Decentralized SGD can run with low communication costs, but its sparse communication characteristics deteriorate the convergence rate, especially when the number of nodes is large. In decentralized learning settings, communication is assumed to occur on only a given topology, while in many practical cases, the topology merely represents a preferred communication pattern, and connecting to arbitrary nodes is still possible. Previous studies have tried to alleviate the convergence rate degradation in these cases by designing topologies with large spectral gaps. However, the degradation is still significant when the number of nodes is substantial. In this work, we propose TELEPORTATION. TELEPORTATION activates only a subset of nodes, and the active nodes fetch the parameters from previous active nodes. Then, the active nodes update their parameters by SGD and perform gossip averaging on a relatively small topology comprising only the active nodes. We show that by activating only a proper number of nodes, TELEPORTATION can completely alleviate the convergence rate degradation. Furthermore, we propose an efficient hyperparameter-tuning method to search for the appropriate number of nodes to be activated. Experimentally, we showed that TELEPORTATION can train neural networks more stably and achieve higher accuracy than Decentralized SGD.

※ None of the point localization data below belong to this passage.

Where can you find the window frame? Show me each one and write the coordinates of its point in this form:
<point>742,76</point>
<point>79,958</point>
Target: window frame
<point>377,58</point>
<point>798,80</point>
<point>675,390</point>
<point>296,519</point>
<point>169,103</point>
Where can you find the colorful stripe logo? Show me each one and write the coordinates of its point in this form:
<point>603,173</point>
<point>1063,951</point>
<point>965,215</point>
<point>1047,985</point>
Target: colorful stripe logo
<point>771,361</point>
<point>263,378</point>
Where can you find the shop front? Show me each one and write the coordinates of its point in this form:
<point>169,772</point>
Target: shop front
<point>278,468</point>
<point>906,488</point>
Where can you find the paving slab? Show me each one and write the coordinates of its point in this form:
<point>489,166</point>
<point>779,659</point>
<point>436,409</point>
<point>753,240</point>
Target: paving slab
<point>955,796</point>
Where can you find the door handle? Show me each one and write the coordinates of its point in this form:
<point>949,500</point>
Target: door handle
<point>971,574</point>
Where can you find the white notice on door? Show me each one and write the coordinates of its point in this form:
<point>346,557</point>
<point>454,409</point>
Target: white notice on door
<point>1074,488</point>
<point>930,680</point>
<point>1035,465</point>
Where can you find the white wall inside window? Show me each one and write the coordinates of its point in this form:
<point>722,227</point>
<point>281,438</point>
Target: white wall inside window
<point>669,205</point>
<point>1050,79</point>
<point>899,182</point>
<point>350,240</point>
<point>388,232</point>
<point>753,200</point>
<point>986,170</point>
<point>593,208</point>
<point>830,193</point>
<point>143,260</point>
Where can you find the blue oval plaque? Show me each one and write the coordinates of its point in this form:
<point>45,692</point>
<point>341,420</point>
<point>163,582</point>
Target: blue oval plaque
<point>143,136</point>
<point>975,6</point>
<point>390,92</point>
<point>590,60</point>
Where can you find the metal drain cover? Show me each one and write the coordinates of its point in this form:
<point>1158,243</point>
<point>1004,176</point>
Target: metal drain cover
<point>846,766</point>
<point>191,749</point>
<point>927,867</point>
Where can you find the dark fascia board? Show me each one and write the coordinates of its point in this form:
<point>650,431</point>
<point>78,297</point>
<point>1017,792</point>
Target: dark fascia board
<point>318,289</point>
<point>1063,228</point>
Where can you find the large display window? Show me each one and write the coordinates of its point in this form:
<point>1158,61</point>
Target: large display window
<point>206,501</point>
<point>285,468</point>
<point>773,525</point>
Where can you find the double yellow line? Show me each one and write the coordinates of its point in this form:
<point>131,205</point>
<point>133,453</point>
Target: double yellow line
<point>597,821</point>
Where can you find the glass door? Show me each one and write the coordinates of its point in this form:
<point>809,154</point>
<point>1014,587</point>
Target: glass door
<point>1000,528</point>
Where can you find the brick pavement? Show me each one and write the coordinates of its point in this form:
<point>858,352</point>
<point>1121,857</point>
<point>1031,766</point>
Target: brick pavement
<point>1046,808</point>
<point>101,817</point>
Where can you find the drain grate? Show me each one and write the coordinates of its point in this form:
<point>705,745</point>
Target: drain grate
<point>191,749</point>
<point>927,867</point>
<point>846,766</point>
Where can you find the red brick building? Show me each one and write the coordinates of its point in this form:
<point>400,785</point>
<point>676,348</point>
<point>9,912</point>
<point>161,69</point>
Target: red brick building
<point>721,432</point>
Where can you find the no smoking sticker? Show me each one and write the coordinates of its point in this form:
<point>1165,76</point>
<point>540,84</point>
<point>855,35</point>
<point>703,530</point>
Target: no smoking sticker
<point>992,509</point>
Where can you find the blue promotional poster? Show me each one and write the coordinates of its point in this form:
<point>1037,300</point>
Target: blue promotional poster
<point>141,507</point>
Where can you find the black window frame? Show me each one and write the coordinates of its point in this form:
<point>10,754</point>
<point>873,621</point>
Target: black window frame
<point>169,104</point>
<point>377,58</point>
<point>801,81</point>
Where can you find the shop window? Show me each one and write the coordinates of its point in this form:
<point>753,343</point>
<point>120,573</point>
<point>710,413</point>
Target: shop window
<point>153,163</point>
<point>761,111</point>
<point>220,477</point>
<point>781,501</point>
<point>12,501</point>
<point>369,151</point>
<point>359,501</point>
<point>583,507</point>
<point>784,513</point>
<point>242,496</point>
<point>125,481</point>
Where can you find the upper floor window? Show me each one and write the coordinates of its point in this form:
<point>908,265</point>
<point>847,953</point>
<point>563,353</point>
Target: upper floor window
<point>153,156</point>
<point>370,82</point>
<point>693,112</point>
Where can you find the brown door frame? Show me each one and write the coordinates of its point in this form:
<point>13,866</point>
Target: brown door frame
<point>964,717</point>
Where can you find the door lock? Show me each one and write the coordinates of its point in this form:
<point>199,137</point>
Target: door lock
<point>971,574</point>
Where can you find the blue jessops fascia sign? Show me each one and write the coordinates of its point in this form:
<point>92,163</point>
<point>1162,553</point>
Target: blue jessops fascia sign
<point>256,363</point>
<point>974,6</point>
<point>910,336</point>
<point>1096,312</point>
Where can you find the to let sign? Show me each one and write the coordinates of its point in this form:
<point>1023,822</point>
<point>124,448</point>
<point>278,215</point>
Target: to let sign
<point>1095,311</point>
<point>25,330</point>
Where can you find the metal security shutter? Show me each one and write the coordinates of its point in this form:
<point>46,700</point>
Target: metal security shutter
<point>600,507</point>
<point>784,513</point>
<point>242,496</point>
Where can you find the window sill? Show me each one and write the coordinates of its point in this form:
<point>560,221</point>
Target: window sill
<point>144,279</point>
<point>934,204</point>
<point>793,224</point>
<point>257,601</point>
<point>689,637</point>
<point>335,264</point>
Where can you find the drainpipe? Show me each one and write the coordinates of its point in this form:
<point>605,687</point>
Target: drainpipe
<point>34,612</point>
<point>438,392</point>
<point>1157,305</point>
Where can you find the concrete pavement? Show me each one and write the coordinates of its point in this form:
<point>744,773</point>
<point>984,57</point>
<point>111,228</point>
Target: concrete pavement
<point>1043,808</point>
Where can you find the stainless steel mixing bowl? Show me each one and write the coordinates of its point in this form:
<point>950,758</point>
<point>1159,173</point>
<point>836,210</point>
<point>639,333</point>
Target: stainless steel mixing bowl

翻译：去中心化随机梯度下降（SGD）能够以较低的通信开销运行，但其稀疏的通信特性会降低收敛速度，尤其是在节点数量较多时。在去中心化学习设置中，通信通常被假定仅在给定的拓扑结构上进行，然而在许多实际场景中，拓扑结构仅代表一种首选的通信模式，与任意节点建立连接仍然是可行的。先前的研究尝试通过设计具有大谱隙的拓扑结构来缓解这些情况下的收敛速度下降问题。然而，当节点数量庞大时，性能下降依然显著。在本工作中，我们提出了遥传（TELEPORTATION）方法。遥传仅激活一个节点子集，活跃节点从先前的活跃节点获取参数。随后，活跃节点通过SGD更新其参数，并在一个仅由活跃节点构成的相对较小的拓扑结构上进行八卦平均。我们证明，通过仅激活适当数量的节点，遥传能够完全消除收敛速度的下降。此外，我们提出了一种高效的超参数调优方法，以搜索需要激活的合适节点数量。实验结果表明，与去中心化SGD相比，遥传能够更稳定地训练神经网络并获得更高的准确率。